Membangun Budaya Literasi Anak Usia Dini

Sumber Gambar :

Membangun Budaya Literasi Anak Usia Dini

Oleh Gito Waluyo*

 

Apa itu lietarsi, literasi yang dalam bahasa Inggrisnya literacy berasal dari bahasa Latin littera yang artinya huruf,  yang pengertiannya melibatkan penguasaan sistem-sistem tulisan dan konvensi-konvensi yang menyertainya. Kendatipun demikian, literasi utamanya berhubungan dengan bahasa dan bagaimana bahasa itu digunakan. Lebih lanjut pengertian literasi merupakan kemampuan yang terkait dengan kemampuan membaca, menulis, menyimak dan berbicara.

Seperti yang disampaikan oleh Whitehead, ia mengemukakan bahwa literasi anak usia dini merupakan kemampuan yang berkaitan dengan membaca, menulis, menyimak dan berbicara. Dalam pendapat yang lain Cristianti, secara sederhana, literasi berarti kemampuan membaca dan menulis, atau melek aksara. Dalam konteks sekarang, literasi memiliki arti yang sangat luas. Literasi dapat berarti melek teknologi, politik, berpikiran kritis, dan peka terhadap lingkungan sekitar. Bahkan pengamat pendidikan Subiyantoro, mendefinisikan literasi kontemporer sebagai kemampuan seseorang dalam menggunakan informasi tertulis atau cetak untuk mengembangkan pengetahuan, sehingga mendatangkan manfaat bagi masyarakat. Lebih jauh, seorang baru dapat dikatakan literat jika ia sudah dapat memahami sesuatu karena membaca dan melakukan sesuatu berdasarkan pemahaman bacaannya.

Dalam sebuah artikel yang ditulis Justice, L.M, mengatakan bahwa periode literasi anak mulai dari lahir sampai dengan usia enam tahun. Pada periode tersebut anak-anak usia dini memperoleh pengetahuan tentang membaca dan menulis tidak melalui pengajaran, tetapi melalui perilaku yang sederhana dengan mengamati dan berpartisipasi pada aktivitas yang berkaitan dengan literasi.

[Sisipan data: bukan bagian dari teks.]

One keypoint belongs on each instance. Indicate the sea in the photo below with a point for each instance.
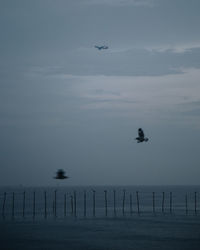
(100, 217)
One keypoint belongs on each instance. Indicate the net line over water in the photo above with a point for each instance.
(100, 201)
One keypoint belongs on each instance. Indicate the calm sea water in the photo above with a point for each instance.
(98, 201)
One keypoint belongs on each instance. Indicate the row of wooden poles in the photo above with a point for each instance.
(73, 203)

Sedangkan Nutbrown dan Claugh, mengemukakan bahwa pengenalan literasi bagi anak anak usia dini (AUD) mulai dikembangakan  di Inggris sejak tahun 1980-an karena para guru dan peneliti melihat jika pentingnya mengenalkan atau membelajarkan literasi membaca dan menulis bagi anak usia dini (AUD).

Pengenalan budaya literasi anak pada dasarnya ia akan menginternalisasikan sistem kaidah yang berhubungan dengan bunyi dan makna secara khusus dan anak memperoleh kemampuan literasi dengan cara yang sangat menakjubkan.

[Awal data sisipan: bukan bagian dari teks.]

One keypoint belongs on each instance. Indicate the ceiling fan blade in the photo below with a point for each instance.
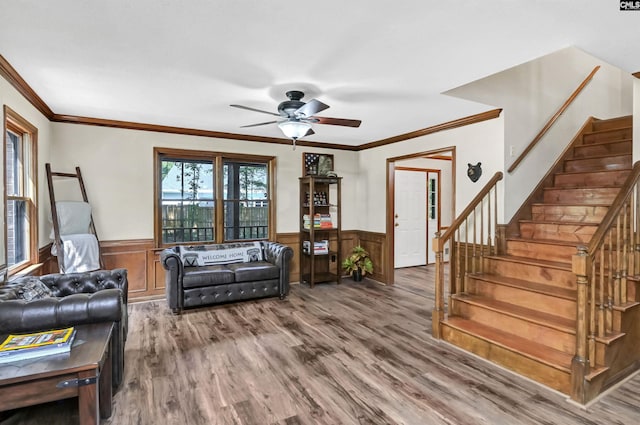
(256, 125)
(337, 121)
(310, 108)
(255, 110)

Pada artikel lain yang ditulis Morrison, mengemukakan bahwa, penguasaan bahasa adalah pembawaan lahir pada semua anak usia dini tanpa memandang budaya dan agamnya. Artinya bahwa sejak lahir sampai dengan usia 6 tahun anak usia dini sudah mempunyai kemampuan dalam literasi, meskipun tidak belajar secara khusus tetapi anak belajar bahasa melalui interaksi dengan lingkungan dimana anak tinggal.

Dalam pandangan Whitehead,  anak usia dini memiliki pengalaman literasi sebelum mereka sekolah dan apa yang mereka ketahui tentang keaksaraan sangat penting bagi perkembangan mereka. Anak belajar aksaraan pertama kali didapat dari rumah mereka masing-masing melalui interaksi dengan orang tua dan dengan cara yang menyenangkan tanpa adanya intimidasi.

Gambaran lingkungan keluarga dan lingkungan sekolah yang kondusif menstimulasi kemampuan literasi anak mengenai kemampuan mambaca dan menulis. Kemampuan literasi awal anak adalah suatu proses kemampuan yang dimulai pada saat lahir dan terus berkembangn selama masa hidup. Anak-anak mempelajari literasi dengan cara yang sangat menakjubkan.

Morrison mengemukakan bahwa, penguasaan bahasa adalah pembawaan lahir pada semua anak tanpa memandang budaya dan agamnya.

Seperti yang tertuang dalam UUD 1945 pendidikan adalah untuk mencerdasakan bangsa. Hal tersebut juga diamanatkan dalam undang-undang No. 20 tahun 2003 tentang sistem pendidikan nasional yang berfungsi mengembangkan kemampuan dan membentuk watak serta peradaban bangsa yang bermartabat dalam rangka mencerdaskan kehidupan bangsa.

Khususnya pendidikan anak usia dini (PAUD) ialah pendidikan yang diselenggarakan dengan tujuan untuk memfasilitasi pertumbuhan dan perkembagan anak secara menyeluruh untuk mengembangkan ragam potensi yang dimiliki anak.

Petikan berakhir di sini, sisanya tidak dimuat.